I am running in the backpropagation error that states that “Trying to backward through the graph a second time, but the buffers have already been freed. Specify retain_graph=True when calling backward the first time”.
However, I don’t see where is my code trying to run through the graph a second time. Let me show you two examples, the first which works fine, and the second which does not, and I do not understand why it fails.
x = torch.randn( (5, 4), requires_grad=True )
theta = torch.randn( (4, 3), requires_grad=False )
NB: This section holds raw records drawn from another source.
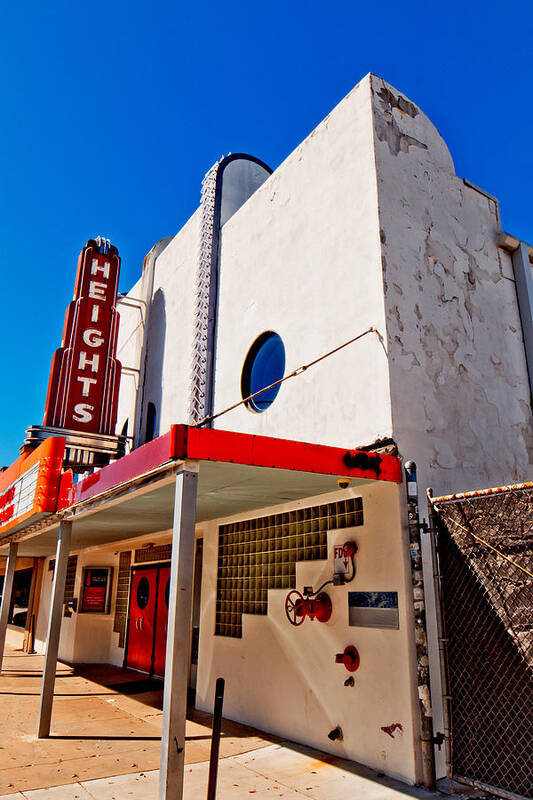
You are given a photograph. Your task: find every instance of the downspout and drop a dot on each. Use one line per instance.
(427, 740)
(521, 253)
(441, 633)
(148, 292)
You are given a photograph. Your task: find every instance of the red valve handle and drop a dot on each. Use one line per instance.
(295, 608)
(350, 549)
(350, 658)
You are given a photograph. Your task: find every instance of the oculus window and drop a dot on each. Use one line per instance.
(264, 364)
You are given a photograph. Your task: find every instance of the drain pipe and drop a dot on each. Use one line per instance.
(421, 640)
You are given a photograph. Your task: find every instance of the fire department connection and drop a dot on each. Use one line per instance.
(318, 605)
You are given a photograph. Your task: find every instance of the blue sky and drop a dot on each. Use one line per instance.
(113, 112)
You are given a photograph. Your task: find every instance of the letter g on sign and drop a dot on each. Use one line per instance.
(93, 337)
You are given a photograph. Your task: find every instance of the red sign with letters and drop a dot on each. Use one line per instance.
(85, 375)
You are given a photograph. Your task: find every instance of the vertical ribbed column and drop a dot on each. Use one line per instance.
(205, 301)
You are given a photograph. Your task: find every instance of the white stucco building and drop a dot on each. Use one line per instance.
(365, 225)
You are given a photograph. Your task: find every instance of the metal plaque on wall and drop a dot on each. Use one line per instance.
(373, 609)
optimizer = optim.Adam( [x] )
xx = x # Apparently this is the conflicting line
for k in range(10):
m = torch.matmul( xx, theta )
optimizer.zero_grad()
m.sum().backward()
optimizer.step()
This works fine. However, if I change the xx declaration to simply
xx = x/10
then I get the backpropagation error. Also setting “retain_graph=True” as suggested simply makes “x” not optimise at all, it behaves as if “requires_gradient” were set to “False”, which is not the behaviour I need.
Part of your computation graph is outside the loop (xx = x/10).
After the first optimizer.step() call, the intermediate values will be cleared and thus x cannot be optimized anymore. If you move xx = x/10 into the loop, the code should work.
With that division I was trying to reduce the variance of the initial random sampling in X, so the logical way for me to do so was simply once outside the loop. Ideally I would first have declared XX with the reduced variance and then added it to the optimiser, but if done like that pytorch complains that XX is not a leaf variable; ie
x = torch.randn( (5, 4), requires_grad=True )
xx = x/10
optimizer = optim.Adam( [xx] ) # ValueError: can't optimize a non-leaf Tensor
Is there any other way to have a tensor in the optimiser that is the result of some previous computations?